For last year's mid-term election our campaign "Remember Your First Time" featured several film and TV actresses talking about their "first time"...voting. It received a lot of media attention, and came on the heels of the new Census.
Our current PSA campaign features a diverse group of women in the Oval Office to make the point that if this group participates they could be the pivotal voice in 2008. Gender will continue to play an historic role in this election; but it may not be a predictable one.
The only thing that may be clear in this volatile presidential race is that the common ground among these voters -- and perhaps all voters -- is the desire for change and the demand for a candidate that best personifies that change is the only constant. It is safe to say that that we are in a transformational moment: That, as Obama repeatedly says on the campaign trail, "something is stirring in the air. Something is coming".

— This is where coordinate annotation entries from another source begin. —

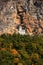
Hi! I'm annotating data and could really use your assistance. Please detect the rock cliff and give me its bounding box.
[0,0,43,35]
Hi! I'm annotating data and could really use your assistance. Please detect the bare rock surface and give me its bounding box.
[0,0,43,35]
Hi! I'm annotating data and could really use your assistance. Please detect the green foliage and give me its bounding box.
[0,33,43,65]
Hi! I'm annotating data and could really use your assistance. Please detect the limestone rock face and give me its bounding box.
[0,0,43,35]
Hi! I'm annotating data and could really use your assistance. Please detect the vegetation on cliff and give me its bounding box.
[0,33,43,65]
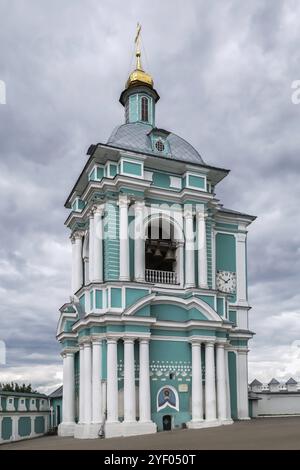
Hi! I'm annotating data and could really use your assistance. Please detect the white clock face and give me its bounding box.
[217,271,236,294]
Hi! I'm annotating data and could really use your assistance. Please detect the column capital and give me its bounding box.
[122,336,136,344]
[72,230,84,240]
[196,209,208,220]
[236,233,247,243]
[204,340,215,348]
[190,339,203,347]
[94,204,104,215]
[133,199,145,211]
[118,194,130,208]
[106,336,120,344]
[138,338,150,344]
[183,207,194,219]
[92,338,102,346]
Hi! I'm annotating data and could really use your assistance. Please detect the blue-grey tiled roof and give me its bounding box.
[107,122,205,165]
[49,385,63,398]
[268,378,280,385]
[250,379,262,386]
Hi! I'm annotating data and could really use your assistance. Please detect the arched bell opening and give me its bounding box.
[145,214,179,284]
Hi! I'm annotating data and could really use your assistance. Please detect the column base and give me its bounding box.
[57,423,76,437]
[199,284,208,289]
[186,419,222,429]
[74,423,102,439]
[220,418,233,426]
[122,421,157,436]
[104,421,123,438]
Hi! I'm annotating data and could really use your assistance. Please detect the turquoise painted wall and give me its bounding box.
[95,289,103,308]
[18,416,31,437]
[110,287,122,308]
[188,175,206,189]
[150,341,191,431]
[217,297,224,317]
[123,161,142,176]
[1,417,12,440]
[228,310,236,325]
[34,416,45,434]
[150,304,207,324]
[206,216,213,289]
[125,288,149,307]
[152,171,170,189]
[228,351,238,419]
[103,201,120,281]
[216,233,236,272]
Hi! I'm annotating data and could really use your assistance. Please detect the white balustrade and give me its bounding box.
[145,269,177,284]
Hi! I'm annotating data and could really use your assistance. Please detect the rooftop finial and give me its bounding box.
[134,23,143,70]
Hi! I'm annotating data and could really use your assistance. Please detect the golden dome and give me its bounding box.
[126,69,153,88]
[125,24,153,88]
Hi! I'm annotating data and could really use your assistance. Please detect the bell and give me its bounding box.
[146,245,152,255]
[153,246,162,258]
[165,248,176,261]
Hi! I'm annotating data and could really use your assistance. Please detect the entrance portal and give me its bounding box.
[163,415,172,431]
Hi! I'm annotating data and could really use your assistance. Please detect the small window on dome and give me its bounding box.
[155,140,165,152]
[141,96,149,122]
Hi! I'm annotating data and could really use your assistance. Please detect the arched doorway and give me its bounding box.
[163,415,172,431]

So I am interested to know: What comes first, the change candidate or the change agents? If a candidate arrives that inspires change does that awaken something in us or have we awakened something in them? What is the secret sauce? It's kind of like that old saying that change happens gradually and then suddenly. It would seem that we are at that place now... maybe...hopefully.
So it may be best to accept that we just don't know what is going to happen...yet. But even though the future may be a bit opaque at the moment the road to understanding how these single women have come into their own and could alone decide the fate of the presidential election is very real.

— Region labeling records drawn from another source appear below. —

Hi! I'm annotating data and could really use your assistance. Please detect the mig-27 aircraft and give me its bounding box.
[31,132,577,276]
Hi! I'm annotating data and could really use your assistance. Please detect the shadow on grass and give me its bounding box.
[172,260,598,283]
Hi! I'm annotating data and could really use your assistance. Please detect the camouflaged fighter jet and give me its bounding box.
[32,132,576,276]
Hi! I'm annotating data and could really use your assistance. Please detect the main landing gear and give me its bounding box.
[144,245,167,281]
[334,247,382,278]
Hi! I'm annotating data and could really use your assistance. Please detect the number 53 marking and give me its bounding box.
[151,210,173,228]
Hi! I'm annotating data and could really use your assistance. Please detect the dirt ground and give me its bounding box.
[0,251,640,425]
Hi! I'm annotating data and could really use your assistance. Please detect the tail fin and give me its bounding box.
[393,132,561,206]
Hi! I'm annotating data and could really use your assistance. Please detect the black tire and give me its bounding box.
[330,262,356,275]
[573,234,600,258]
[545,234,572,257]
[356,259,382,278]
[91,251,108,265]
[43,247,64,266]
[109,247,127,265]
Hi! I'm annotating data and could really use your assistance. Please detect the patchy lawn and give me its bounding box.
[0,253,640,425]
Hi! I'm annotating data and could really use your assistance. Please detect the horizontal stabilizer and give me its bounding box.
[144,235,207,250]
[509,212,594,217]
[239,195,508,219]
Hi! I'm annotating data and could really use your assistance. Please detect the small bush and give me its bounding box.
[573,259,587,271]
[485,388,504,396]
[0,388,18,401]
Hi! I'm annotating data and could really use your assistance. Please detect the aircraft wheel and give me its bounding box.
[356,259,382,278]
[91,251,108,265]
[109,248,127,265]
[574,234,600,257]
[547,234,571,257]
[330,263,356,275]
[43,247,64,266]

It would seem from the overwhelming turnout of these women that the last two cycles of outreach to them is working in concert with their own growing feeling that things have got to change. The strategy for reaching and empowering them has been afoot for several election cycles now -- and the moment for all of that outreach, grassroots organizing and messaging has reached a tipping point. They feel their power and they know what they need to do to leverage it. But how and with whom they will ultimately stand is still, well...changing.
The biggest news about the way these women caucused in Iowa is that they voted not on gender, but consistent with the issues that matter to them the most: They were the first voting bloc to place ending the war in Iraq at the top of their agenda. So they voted overwhelmingly democratic and against the war. They didn't play the role that any movie script would have written for them: they voted for Barack Obama because they believe him to be the stronger anti-war candidate. The New Hampshire primary might have gone the same way as Iowa -- except for that rare unscripted and spontaneous moment we all witnessed -- when Hillary Clinton broke the fourth wall. It revealed something voters seemed to be yearning for; it may have been Senator Clinton's moment of poetry that drew more democratic voters -- maybe even specifically women voters -- to her.
Change goes hand-in-hand with the symbols of it. And this election may be as much about a kind of generational transfer of power as it is about gender and race. It's really interesting to me that almost no one has yet mentioned that Senator Clinton's victory in New Hampshire was the first time in our history that a woman won a presidential primary. Maybe that's a good thing; that the discussion of the need for change is beyond these outward signals and hovering over trying to find that deeper definition. Only one thing seems certain right now. Just as there are new and old leaders in the field of candidates, there are equally powerful signals of old and new leadership taking shape in the electorate. There is another historical first, the power of which cannot be minimized or ignored: There are as many single, divorced, widowed and unmarried women in this country as there are married ones. They account for 26% of eligible voters nationally and they are finding their voices too.